Ровно в четыре часа из эс-эровских рядов поднялся Лордкипанидзе и предложил, чтобы старейший из членов Учредительного Собрания открыл Собрание, не дожидаясь появления отсутствующих большевиков. "Старейшим" фактически был Eг. Eг. Лазарев. Но по предварительному соглашению он уступил свое старшинство С. П. Швецову. Последний, не спеша, поднялся на трибуну, сопровождаемый звериным аккомпаниментом, который, раз начавшись, уже продолжался непрерывно с промежутками только на секунды - в течение всех последующих 12 с лишним часов.
Стенографический отчет отмечает кратко и сдержанно: "Шум слева. Голоса: "Долой". "Самозванец". Продолжительный шум и свист слева". На самом деле было много ужаснее, гнуснее и томительней. С выкриками и свистом слились вой и улюлюкание, топание, хлопание пюпитрами и по пюпитрам. Это была бесновавшаяся, потерявшая человеческий облик и разум толпа.
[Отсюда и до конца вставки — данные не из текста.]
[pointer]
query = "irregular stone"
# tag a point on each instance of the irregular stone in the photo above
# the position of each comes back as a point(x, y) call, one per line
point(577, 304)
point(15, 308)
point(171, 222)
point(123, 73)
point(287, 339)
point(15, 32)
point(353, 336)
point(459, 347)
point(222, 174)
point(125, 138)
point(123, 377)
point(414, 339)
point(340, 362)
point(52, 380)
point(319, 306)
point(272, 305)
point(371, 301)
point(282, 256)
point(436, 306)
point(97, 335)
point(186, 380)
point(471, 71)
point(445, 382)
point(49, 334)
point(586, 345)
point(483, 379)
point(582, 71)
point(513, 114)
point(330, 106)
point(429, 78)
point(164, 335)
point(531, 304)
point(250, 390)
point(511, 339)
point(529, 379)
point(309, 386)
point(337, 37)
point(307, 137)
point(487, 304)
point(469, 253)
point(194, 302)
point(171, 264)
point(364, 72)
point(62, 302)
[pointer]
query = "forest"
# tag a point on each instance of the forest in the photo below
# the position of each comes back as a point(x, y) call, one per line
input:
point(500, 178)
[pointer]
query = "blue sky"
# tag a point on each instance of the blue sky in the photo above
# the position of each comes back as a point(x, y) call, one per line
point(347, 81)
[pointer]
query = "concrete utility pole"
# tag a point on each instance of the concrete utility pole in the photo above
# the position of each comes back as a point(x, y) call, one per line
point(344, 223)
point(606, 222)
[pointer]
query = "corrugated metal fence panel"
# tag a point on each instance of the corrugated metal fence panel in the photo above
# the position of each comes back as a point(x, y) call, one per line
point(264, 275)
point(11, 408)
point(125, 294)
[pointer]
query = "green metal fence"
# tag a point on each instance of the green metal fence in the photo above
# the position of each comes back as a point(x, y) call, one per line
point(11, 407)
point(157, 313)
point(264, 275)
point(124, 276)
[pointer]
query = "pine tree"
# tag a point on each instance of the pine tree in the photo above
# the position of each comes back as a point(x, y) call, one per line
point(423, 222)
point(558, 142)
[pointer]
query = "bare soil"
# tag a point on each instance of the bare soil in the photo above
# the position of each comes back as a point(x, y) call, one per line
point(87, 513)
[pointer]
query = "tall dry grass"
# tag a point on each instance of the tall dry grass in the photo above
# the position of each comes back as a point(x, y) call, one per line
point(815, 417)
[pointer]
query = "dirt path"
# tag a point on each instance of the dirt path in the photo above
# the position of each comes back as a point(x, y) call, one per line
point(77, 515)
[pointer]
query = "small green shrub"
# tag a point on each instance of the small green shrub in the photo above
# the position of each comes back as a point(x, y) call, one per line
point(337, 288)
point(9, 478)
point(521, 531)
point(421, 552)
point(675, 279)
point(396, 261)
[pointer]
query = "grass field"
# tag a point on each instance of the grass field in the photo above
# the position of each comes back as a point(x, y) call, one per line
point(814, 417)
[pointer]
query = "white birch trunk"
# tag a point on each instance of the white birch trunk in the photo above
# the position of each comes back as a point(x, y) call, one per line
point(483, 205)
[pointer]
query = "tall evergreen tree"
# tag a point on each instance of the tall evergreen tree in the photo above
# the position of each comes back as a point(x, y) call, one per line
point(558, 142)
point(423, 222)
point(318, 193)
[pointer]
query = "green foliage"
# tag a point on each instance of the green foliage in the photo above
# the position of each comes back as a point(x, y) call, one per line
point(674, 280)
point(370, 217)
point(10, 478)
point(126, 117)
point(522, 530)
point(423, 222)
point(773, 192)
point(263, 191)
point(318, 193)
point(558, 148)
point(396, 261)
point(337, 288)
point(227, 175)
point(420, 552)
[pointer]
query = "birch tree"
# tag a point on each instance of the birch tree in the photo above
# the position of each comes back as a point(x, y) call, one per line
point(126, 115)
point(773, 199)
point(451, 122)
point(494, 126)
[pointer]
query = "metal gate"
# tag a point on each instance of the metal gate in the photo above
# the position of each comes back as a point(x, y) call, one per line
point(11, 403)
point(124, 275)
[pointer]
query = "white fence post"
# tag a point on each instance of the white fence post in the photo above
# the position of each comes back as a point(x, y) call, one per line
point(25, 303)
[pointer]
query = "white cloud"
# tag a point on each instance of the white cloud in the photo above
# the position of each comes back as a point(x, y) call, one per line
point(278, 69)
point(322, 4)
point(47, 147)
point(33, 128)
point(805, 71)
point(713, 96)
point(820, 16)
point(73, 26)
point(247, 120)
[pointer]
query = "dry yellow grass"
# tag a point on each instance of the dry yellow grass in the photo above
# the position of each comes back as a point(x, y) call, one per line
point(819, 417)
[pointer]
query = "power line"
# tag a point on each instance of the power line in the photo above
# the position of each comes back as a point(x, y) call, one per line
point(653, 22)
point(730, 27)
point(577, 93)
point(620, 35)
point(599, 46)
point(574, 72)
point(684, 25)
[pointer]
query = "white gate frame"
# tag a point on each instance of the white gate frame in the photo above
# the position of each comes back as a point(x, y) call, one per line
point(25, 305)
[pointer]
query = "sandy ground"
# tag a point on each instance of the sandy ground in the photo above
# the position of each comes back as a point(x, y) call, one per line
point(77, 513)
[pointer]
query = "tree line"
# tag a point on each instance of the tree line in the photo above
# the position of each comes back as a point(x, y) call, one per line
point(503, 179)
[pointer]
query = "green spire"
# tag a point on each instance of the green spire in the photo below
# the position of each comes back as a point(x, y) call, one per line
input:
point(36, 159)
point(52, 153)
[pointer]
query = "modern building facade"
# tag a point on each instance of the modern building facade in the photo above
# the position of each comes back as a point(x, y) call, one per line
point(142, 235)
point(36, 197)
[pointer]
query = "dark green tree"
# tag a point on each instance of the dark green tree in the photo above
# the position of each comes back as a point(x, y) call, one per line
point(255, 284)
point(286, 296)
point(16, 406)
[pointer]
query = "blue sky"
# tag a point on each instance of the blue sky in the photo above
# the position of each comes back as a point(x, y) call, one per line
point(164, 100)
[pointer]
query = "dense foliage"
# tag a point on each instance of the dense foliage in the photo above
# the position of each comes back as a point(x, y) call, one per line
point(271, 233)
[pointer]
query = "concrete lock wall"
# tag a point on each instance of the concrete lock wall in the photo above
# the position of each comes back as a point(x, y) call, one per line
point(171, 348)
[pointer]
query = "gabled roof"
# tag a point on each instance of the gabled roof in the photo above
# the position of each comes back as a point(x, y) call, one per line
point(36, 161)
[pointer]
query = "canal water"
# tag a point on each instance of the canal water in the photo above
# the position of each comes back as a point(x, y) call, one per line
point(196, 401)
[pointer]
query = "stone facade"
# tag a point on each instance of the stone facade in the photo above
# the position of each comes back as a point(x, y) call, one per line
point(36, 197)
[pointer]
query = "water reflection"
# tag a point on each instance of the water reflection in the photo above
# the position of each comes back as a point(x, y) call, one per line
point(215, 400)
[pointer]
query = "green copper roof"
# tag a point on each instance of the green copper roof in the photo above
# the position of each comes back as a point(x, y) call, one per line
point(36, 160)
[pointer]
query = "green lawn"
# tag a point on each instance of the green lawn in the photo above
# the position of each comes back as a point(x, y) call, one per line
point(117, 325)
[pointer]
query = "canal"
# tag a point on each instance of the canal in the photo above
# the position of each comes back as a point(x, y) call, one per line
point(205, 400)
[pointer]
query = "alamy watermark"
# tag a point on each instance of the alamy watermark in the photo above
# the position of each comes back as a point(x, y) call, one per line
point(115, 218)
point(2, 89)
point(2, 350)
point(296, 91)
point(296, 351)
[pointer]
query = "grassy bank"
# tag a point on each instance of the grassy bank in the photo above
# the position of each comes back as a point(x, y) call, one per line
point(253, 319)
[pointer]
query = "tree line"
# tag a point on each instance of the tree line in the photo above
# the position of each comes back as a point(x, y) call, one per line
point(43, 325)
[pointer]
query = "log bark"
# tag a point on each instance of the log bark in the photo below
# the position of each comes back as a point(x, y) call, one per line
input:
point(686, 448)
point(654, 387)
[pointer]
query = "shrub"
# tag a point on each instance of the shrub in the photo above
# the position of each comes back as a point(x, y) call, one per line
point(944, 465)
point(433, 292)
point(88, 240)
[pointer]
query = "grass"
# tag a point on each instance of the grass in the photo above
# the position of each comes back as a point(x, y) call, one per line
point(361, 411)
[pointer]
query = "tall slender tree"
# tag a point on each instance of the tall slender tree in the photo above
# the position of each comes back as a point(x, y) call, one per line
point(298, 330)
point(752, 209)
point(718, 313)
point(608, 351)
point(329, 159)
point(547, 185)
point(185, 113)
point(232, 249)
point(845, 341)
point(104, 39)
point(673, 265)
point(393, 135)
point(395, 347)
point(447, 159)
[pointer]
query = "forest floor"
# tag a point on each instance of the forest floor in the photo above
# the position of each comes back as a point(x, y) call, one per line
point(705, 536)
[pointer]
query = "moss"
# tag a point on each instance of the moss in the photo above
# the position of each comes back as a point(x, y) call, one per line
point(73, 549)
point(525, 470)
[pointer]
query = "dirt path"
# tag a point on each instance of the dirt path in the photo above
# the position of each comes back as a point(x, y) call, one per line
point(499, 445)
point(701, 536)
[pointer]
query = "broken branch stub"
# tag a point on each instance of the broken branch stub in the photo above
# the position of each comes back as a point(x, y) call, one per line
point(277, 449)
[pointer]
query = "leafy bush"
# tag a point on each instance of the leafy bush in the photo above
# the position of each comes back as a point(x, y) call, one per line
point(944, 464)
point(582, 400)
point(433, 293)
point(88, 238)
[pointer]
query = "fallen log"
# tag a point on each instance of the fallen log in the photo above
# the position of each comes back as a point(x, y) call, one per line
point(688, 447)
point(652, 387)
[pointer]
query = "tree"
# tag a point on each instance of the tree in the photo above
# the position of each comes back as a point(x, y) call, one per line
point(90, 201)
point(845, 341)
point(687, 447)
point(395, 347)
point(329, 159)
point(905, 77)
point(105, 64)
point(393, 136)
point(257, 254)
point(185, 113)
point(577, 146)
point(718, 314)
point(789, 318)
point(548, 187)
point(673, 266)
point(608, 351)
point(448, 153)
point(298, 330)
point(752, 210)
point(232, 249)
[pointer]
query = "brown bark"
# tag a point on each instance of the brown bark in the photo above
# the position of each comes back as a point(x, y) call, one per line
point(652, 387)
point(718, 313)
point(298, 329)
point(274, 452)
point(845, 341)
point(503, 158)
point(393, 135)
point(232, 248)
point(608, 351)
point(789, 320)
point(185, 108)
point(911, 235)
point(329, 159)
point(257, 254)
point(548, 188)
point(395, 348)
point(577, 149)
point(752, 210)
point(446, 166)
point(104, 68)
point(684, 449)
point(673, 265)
Особо выделялись своим неистовством Крыленко, Луначарский, Степанов-Скворцов, Спиридонова, Камков. Видны открытые пасти, сжатые и потрясаемые кулаки, заложенные в рот для свиста пальцы. С хор усердно аккомпанируют. Весь левый сектор являл собою зрелище бесноватых, сорвавшихся с цепи. Не то сумасшедший дом, не то цирк или зверинец, обращенные в лобное место. Ибо здесь не только развлекались, здесь и пытали: горе побежденным! Один из наиболее циничных мемуаристов, бывший редактор "Дела народа", участник переговоров в Брест-Литовске, словом "левый эс-эр" Масловский-Мстиславский так и пишет о себе и о своих: "Мы собирались в этот день на заседание (Учредительного Собрания), как в театр, мы знали, что действия сегодня не будет - будет только зрелище". И сам же кончает описание "зрелища", - "уже не жуть над залом. Пахнуло безумием". ("Пять дней", стр. 140 и 159).
Старейший не перестает орудовать председательским звонком и сквозь шум и неистовство объявляет Учредительное Собрание открытым. В тот же момент появляются на трибуне, сзади Швецова и рядом с ним, несколько фигур. Секретарь ЦИК-а и будущий чекист Аванесов вырывает звонок из рук Швецова. Борьба за звонок как бы предвосхищает и символизирует последующую борьбу. Из рук Аванесова звонок переходит к Свердлову, и тот вторично объявляет заседание открытым.